Bo jak ocenić coś, co nie mieści
się w ramach i zdecydować się nie może czy jest literaturą faktu, czy może
jednak reportażem literackim? A może jakąś inną formą kreacji? Najwygodniej mi
o tekstach Marcina Kołodziejczyka myśleć jako o opowiadaniach, które mniej lub
bardziej pokrywają się z rzeczywistością.
Dysforia to językowa uczta. Brawurowe, inteligentne, zabawne i bezczelne
teksty. Niejednokrotnie przy lekturze szczerze się uśmiałam. W wielu miejscach
pozaznaczałam sobie fragmenty, które zrobiły na mnie wrażenie. Umieć tak pisać
to dar. Marcin Kołodziejczyk wyławia z języka danej grupy społecznej to co dla
niego najbardziej charakterystyczne i oddaje to w jeszcze mocniejszej formie –
przerysowanej, podkręconej, zestawionej w zaskakujący sposób. Autor imponuje i
wzbudza zazdrość dynamizmem, lekkością, umiejętnością tworzenia nietypowych
związków językowych. Wielki szacunek i wielkie brawa. Tekstowo – muszę przyznać
– Dysforia to mistrzostwo świata. Na
myśl przychodzi mi porównanie z Ziemowitem Szczerkiem (Przyjdzie Mordor i nas zje), który pisze w sposób równie bezpośredni,
zwariowany i bezczelny, i dla którego zabawa językiem również nie ma granic.
Mój entuzjazm natomiast słabnie
przy samej zawartości. Kołodziejczyk portretuje mieszczan. Obserwuje ich życie.
I trochę się z nich natrząsa. Drwi z korposzczurów i nakręconych kasą yupiee. Drwi
ze współczesnego trybu życia, jarania się tym co nietypowe, a w gruncie rzeczy
przecież pospolite, bo wyróżnić się w tych czasach z tłumu to nie bardzo jest
czym. Obnaża fałszywe przyjaźnie i naszą tendencję do pocieszania się kosztem
innych. Ośmiesza tych mniej wykształconych, dla których szczytem szczęścia jest
zimne piwo wypite gdzieś w parku na trawie. Dziwi się tym, którzy nie potrafią
się wyrwać ze schematów i zachowują się jak roboty w obliczu tragedii i nieszczęścia.

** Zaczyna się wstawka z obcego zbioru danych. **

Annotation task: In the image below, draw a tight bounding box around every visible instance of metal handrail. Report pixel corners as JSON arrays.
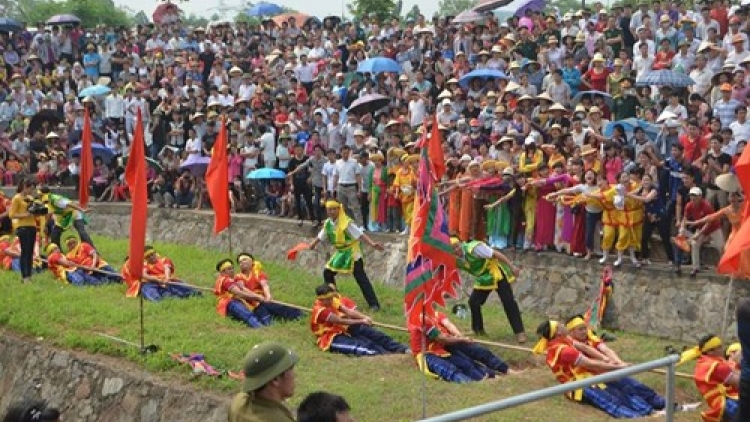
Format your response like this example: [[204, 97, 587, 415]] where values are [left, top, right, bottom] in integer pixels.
[[417, 355, 680, 422]]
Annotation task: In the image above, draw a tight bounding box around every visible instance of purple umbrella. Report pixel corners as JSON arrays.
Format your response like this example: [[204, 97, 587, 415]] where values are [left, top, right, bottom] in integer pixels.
[[47, 15, 81, 25], [474, 0, 512, 13], [349, 94, 391, 116], [180, 155, 211, 176], [451, 10, 485, 24]]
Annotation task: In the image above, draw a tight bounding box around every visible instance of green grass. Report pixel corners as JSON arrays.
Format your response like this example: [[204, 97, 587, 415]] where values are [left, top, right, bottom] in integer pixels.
[[0, 237, 700, 422]]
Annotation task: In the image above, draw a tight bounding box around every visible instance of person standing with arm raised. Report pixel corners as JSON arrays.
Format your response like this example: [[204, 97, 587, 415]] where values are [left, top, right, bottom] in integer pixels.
[[8, 179, 36, 283]]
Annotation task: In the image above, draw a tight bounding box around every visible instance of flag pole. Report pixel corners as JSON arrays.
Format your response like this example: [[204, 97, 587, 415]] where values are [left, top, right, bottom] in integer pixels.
[[720, 275, 734, 339]]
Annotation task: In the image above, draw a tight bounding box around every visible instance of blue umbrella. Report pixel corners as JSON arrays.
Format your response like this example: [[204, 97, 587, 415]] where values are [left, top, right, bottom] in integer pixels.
[[247, 1, 284, 17], [78, 85, 112, 97], [635, 69, 695, 88], [70, 143, 115, 163], [247, 168, 286, 180], [357, 57, 402, 73], [604, 118, 659, 141], [458, 69, 508, 89], [180, 154, 211, 176], [0, 18, 23, 32], [571, 91, 612, 108]]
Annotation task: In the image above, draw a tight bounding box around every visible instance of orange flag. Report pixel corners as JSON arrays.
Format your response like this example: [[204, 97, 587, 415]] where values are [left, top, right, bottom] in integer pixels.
[[427, 115, 446, 180], [206, 119, 230, 234], [125, 109, 148, 283], [78, 107, 94, 208], [716, 148, 750, 274]]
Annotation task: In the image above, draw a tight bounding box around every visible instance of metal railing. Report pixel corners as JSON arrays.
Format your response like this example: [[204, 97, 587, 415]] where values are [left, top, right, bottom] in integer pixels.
[[418, 355, 680, 422]]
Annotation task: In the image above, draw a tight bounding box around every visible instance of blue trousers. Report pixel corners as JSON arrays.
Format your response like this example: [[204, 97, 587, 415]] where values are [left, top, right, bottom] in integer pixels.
[[92, 265, 122, 283], [445, 343, 508, 374], [141, 283, 201, 302], [425, 352, 494, 384], [253, 302, 302, 325], [67, 270, 102, 286], [227, 299, 268, 328], [328, 324, 407, 356], [583, 381, 654, 419]]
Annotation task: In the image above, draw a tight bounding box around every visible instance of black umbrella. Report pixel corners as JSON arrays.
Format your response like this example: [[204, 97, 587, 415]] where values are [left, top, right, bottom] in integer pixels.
[[29, 110, 62, 135], [349, 94, 391, 116]]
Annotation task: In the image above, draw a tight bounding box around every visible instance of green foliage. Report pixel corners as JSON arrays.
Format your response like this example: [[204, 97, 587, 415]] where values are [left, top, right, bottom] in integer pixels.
[[10, 0, 133, 28], [0, 236, 699, 422], [346, 0, 396, 20], [438, 0, 477, 16]]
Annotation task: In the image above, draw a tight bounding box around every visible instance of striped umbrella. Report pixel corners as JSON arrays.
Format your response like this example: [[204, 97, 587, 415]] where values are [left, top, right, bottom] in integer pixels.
[[635, 70, 695, 88]]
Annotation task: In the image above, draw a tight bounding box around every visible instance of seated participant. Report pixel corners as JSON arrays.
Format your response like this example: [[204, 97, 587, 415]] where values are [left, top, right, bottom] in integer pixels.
[[65, 236, 122, 283], [680, 334, 740, 422], [565, 315, 665, 410], [214, 259, 265, 328], [0, 235, 21, 272], [131, 246, 201, 302], [234, 253, 302, 325], [409, 311, 509, 384], [44, 243, 102, 286], [310, 284, 408, 356], [534, 321, 655, 419]]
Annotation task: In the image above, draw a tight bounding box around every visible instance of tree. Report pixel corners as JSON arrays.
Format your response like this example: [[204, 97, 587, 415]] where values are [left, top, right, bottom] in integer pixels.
[[347, 0, 396, 20], [438, 0, 477, 16]]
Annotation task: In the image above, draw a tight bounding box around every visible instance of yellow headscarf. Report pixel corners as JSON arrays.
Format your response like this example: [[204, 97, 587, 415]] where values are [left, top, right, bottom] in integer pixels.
[[677, 336, 721, 365], [326, 199, 352, 245], [533, 321, 560, 355]]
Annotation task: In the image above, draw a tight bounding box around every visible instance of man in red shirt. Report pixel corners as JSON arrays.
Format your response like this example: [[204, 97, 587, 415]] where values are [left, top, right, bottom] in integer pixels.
[[675, 187, 724, 277]]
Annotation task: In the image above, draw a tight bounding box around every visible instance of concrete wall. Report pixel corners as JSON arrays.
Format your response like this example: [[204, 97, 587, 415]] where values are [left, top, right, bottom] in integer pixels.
[[0, 332, 228, 422], [90, 204, 750, 342]]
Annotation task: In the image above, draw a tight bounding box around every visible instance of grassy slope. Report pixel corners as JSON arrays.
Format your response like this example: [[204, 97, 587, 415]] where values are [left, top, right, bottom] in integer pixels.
[[0, 237, 699, 422]]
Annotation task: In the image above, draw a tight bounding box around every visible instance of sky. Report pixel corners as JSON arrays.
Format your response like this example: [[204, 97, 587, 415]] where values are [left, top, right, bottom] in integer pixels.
[[114, 0, 438, 18]]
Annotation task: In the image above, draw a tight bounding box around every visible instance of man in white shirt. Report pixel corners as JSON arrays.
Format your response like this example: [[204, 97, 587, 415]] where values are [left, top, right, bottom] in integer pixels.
[[333, 145, 362, 226]]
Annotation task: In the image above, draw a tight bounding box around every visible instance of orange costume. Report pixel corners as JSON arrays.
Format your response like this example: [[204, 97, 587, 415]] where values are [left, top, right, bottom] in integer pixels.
[[693, 355, 738, 422]]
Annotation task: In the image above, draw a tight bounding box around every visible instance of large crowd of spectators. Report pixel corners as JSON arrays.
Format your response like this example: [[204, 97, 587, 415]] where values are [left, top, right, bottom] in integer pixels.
[[0, 0, 750, 273]]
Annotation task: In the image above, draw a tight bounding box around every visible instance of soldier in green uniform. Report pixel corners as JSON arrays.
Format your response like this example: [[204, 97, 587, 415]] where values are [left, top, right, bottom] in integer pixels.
[[612, 76, 639, 121], [39, 186, 94, 246], [229, 343, 299, 422], [451, 237, 526, 343], [310, 200, 383, 311]]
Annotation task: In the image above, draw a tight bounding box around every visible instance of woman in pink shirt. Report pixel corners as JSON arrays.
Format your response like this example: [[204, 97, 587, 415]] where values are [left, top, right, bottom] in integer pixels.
[[602, 141, 622, 185]]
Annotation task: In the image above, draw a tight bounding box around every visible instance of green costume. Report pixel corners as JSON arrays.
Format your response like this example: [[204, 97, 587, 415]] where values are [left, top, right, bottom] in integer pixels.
[[323, 216, 362, 274], [458, 240, 516, 290]]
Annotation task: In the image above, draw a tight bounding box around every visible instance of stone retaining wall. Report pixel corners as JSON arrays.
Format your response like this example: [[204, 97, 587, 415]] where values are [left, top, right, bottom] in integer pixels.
[[0, 332, 228, 422], [86, 204, 750, 342]]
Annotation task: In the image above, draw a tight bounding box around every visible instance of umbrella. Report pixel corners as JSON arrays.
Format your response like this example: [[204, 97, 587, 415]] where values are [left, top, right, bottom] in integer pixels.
[[68, 130, 104, 144], [357, 57, 401, 73], [180, 155, 211, 176], [635, 70, 695, 88], [70, 143, 115, 163], [604, 118, 659, 141], [458, 69, 508, 89], [247, 1, 284, 17], [247, 168, 286, 180], [28, 110, 62, 134], [348, 94, 391, 116], [122, 156, 164, 173], [0, 18, 23, 32], [571, 91, 612, 108], [78, 85, 112, 97], [47, 15, 81, 25], [474, 0, 511, 13], [451, 10, 485, 24]]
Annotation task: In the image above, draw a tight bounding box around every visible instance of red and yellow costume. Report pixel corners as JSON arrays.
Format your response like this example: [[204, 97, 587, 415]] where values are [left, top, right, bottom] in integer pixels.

Dostaje się tu też tym z prowincji, tym, którzy żeby poczuć się lepiej, muszą
napracować się po dwakroć bardziej. Zmanierowani, zepsuci, goniący za sukcesem,
samotni i nie potrafiący zbudować normalnych relacji – tacy są Kołodziejczyka
mieszczanie.
Dysforia to karykatura miejskiej rzeczywistości, tylko pociągnięta
chyba zbyt grubą kreską. Za bardzo przerysowana i odbita w zbyt krzywym
zwierciadle. Trudno mi się z tymi tekstami zgodzić, bo choć dostrzegam i
rozumiem zamysł autora, to wydaje mi się, że trochę generalizuje i przesadza. Wśród
tego miejskiego, zróżnicowanego zwierzyńca zdarzają się też egzemplarze całkiem
normalne. Tylko Kołodziejczyk chyba ten normalny gatunek przeoczył.
Warto dla walorów językowych. Czy
dla treści? – oceńcie sami. Jedno jest pewne – koło Dysforii nie da się przejść obojętnie.